Sadly the dog is theirs and there is not much you or your brother can do to change how they care for it. The harder you push them the more resistant they will be to take your suggestions. Frustrating I know when you care about the animal who suffers. What will happen potentially though is that you will perhaps damage your relationship with your parents. Is it worth it to you?

I apologize if I offend... just thought I'd throw this out there.


----------



## Rainheart (Nov 28, 2010)

I have never heard of using head and shoulders shampoo on dogs... I wouldn't do it. Dawn can be good for killing fleas.

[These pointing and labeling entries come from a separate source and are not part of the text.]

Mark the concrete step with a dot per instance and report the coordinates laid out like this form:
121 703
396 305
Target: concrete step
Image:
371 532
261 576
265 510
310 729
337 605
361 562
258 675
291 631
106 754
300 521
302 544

If you do bathe the dog before the flea medication, wait 2 days to put it on after the bath. Or put on the flea prevention and then do a bath 2 days later. 

Also, I saw some people suggesting comfortis- the two largest sizes have been on backorder and we are out of those. The largest size we have for a dog is 40 pounds. Plus it is about $25-30 a pill for that so it is much more expensive than frontline. Unless you have a huge flea problem I don't see a reason to use it.

That is my $0.02.


----------



## maggiesmommy (Feb 23, 2010)

LeilaM said:


> Please forgive me if I am out of line, but it has been my experience as a daughter that parents routinely do not listen to the advice of their adult children (you can guess how I know this.) They simply will not accept that their child (who in their mind has a chronological age of about 12) knows more than they do about any given subject.
> 
> Sadly the dog is theirs and there is not much you or your brother can do to change how they care for it. The harder you push them the more resistant they will be to take your suggestions. Frustrating I know when you care about the animal who suffers. What will happen potentially though is that you will perhaps damage your relationship with your parents. Is it worth it to you?
> 
> I apologize if I offend... just thought I'd throw this out there.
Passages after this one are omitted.